Here's Marty, and the bike he lent me for my suicide attempt.
Running trails can be a challenge. Where the road is smooth and regular and wide and more or less straight, the trail is in constant motion. You are under constant acceleration.* Up. Down. Left. Right. Constant motion and constant change.
The twists of Town Run.
Running the trails of Town Run is a special challenge.Designed for bikes, it has sharp switchbacks. Some sections feel more like surfing than running. The hills are short, but wickedly steep. Climbing them requires precise timing and execution of sure-footed bursts. Descents test your strength as momentum and gravity compress your legs and core as you reach the bottom, where the hill abruptly turns into flat.
Trail running is as much mental as it is physical. On the roads, you can afford to let your mind wander, to day dream a little. Try that on a trail, and you'll meet on of these...
No this is not a snake. It's a root.
or one of these...
Like an iceberg, most of this rock is under the surface.
For the mountain bikers, rolling on their big fat tires, these obstacles are of no consequence. They're more worried about hooking a tree with their handlebars, ripping the skin on their hands to shreds while being vaulted over said handlebars headfirst down the hill coming to a stop just in time for the bike to fall on them, right Marty?
For runners, however, these innocent looking guys, inexplicably placed right in the middle of the trail, for nearly the entire length of the trail, are little booby-traps. Take your eye off of one for even a fraction of a slice of a second and they'll reach right out of the ground and grab a toe. And then...
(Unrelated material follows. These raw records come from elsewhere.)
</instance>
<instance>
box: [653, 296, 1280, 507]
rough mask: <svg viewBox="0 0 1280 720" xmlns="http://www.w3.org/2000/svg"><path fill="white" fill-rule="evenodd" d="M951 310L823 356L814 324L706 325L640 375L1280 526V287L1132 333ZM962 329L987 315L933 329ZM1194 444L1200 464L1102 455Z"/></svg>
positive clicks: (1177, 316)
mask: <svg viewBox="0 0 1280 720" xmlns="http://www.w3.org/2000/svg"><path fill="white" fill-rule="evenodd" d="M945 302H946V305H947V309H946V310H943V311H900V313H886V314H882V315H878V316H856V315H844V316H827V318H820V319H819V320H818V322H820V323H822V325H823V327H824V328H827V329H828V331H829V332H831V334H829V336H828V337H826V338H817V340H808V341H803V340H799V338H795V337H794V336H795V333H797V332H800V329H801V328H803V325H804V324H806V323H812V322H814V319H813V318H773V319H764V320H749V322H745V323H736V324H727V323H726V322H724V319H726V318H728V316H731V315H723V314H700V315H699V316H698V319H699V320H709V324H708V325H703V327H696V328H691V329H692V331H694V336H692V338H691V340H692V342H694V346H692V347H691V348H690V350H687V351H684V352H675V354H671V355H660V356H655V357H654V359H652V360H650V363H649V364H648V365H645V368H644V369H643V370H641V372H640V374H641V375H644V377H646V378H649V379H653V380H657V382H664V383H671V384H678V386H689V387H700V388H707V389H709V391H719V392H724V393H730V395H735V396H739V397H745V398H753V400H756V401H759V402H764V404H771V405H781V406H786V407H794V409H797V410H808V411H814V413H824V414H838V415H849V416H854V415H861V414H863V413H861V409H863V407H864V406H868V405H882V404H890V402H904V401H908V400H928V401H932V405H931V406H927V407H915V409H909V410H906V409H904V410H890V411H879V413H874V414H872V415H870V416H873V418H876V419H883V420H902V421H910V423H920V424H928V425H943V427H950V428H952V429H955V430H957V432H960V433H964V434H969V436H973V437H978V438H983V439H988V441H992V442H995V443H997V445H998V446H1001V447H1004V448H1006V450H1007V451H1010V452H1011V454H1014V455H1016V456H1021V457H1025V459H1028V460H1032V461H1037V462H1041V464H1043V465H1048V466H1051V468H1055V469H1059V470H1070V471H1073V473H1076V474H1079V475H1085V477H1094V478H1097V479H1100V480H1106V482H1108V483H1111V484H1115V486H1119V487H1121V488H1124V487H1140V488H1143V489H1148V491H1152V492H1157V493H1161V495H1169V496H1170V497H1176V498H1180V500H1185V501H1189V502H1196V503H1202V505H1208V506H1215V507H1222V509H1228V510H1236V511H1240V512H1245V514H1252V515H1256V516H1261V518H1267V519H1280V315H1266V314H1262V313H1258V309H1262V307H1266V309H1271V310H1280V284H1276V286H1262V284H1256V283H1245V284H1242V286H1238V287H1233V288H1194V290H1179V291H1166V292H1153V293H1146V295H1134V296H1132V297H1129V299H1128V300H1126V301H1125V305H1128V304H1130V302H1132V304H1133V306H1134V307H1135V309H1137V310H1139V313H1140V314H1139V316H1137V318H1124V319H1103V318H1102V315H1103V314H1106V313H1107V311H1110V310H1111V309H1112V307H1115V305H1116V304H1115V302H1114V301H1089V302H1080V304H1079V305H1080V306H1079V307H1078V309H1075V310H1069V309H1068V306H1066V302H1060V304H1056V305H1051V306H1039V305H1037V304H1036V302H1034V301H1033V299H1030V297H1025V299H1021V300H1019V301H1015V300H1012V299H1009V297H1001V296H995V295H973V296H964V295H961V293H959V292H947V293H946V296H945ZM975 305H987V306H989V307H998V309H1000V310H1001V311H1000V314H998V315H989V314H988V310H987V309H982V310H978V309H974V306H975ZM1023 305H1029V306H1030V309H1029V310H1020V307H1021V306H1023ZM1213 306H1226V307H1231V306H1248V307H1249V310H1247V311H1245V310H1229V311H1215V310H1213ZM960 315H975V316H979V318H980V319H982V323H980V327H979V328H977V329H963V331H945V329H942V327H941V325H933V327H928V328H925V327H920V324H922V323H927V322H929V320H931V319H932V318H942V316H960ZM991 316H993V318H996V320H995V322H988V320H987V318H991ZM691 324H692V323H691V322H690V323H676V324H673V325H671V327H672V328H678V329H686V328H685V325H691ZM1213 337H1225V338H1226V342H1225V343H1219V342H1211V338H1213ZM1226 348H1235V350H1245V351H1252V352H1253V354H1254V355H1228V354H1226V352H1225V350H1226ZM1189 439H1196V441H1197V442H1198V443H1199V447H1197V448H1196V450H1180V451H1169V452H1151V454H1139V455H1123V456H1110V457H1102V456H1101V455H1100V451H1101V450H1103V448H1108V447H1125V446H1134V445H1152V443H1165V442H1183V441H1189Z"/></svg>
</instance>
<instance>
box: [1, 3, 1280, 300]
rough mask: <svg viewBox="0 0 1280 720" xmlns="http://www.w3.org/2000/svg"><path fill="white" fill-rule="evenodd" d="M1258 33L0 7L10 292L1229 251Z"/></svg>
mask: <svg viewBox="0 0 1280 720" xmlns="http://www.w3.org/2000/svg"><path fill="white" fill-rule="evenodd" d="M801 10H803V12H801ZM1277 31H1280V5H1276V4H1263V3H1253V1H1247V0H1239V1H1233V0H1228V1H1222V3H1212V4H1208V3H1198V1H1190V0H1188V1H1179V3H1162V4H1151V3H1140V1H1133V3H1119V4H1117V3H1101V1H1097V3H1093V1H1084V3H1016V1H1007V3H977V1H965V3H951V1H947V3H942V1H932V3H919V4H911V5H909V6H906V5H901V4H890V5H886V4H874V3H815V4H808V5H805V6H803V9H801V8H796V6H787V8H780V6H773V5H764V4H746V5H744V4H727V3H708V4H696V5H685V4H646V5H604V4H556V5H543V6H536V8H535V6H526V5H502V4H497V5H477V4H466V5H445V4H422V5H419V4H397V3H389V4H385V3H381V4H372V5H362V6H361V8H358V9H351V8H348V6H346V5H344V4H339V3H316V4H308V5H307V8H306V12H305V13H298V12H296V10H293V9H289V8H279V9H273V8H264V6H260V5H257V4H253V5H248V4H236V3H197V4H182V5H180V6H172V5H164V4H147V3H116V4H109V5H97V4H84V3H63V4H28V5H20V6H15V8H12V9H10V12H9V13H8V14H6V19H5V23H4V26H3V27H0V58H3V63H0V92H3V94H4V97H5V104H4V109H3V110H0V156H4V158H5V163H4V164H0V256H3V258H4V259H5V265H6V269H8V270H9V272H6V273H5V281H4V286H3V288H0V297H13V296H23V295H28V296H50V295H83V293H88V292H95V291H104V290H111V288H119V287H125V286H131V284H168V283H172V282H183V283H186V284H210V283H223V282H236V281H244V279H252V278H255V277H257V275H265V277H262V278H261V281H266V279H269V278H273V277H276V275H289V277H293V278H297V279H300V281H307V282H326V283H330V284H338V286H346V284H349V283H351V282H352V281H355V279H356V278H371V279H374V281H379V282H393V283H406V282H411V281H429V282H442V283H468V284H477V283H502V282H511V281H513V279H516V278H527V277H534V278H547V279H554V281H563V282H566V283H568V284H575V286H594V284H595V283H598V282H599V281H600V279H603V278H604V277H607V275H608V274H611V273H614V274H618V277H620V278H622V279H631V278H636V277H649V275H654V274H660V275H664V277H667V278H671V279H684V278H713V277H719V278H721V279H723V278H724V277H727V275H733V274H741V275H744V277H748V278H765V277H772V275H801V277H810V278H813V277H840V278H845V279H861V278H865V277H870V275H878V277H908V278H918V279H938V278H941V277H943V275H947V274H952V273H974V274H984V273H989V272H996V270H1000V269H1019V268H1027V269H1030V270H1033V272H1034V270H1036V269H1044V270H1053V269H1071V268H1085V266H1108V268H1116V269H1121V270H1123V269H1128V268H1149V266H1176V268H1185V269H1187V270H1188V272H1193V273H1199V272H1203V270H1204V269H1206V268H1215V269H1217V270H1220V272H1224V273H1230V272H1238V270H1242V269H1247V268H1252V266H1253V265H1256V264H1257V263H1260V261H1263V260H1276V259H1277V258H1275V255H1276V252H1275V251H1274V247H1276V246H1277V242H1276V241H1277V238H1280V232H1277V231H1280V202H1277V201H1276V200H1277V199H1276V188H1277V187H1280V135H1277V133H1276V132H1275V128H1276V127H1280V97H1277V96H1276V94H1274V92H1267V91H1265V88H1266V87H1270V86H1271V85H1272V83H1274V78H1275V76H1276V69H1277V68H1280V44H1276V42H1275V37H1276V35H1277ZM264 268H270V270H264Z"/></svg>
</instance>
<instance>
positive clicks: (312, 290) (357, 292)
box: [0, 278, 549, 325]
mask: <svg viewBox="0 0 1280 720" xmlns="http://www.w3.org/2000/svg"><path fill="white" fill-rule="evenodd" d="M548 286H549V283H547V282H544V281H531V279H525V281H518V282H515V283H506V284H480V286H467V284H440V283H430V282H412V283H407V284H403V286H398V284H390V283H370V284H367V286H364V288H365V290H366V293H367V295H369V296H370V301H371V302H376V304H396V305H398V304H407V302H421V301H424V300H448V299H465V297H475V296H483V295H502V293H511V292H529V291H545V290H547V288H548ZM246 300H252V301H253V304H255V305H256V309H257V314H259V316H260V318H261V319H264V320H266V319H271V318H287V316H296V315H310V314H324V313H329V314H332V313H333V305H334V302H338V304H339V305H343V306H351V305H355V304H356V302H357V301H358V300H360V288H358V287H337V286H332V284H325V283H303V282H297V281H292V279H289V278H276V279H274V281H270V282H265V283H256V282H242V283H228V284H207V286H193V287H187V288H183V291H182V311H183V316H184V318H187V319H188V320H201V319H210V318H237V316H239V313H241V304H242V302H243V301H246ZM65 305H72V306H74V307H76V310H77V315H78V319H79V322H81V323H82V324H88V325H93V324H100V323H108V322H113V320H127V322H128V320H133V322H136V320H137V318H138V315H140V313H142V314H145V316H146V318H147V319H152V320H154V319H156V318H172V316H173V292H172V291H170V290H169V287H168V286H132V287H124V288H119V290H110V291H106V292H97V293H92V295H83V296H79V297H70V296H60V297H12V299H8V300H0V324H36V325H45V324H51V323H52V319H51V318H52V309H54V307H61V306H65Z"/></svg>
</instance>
Trail running is an exercise in meditation. Your mind had better be present while you're out there. If it strays very far for very long, you'll be brought back to the present in a hurry. And your present will include dirt and bits of gravel embedded in the heals of your hands, and elbows. And probably knees. And maybe a hip.
Yet nothing makes me feel as alive as moving along a trail, focused but relaxed, alert but calm. Three steps onto a trail, and the outside world vanishes.
Troubles, lists, traffic, people, cares, agendas, meetings, PowerPoint, conference calls, interest rates, politics, lines, bills, computers, cell phones, WiFi, laundry, squirrels, gutters, in-laws, everything, goes away.
It's you and the trees and the winding dirt ribbon through them. Until you pop back out at the other end.
The good news, you can always go back in for another lap.
Numbers: 3.7 miles on trail, and one almost fall.
* Here I mean the high school physics definition of acceleration, where the direction of force is changing.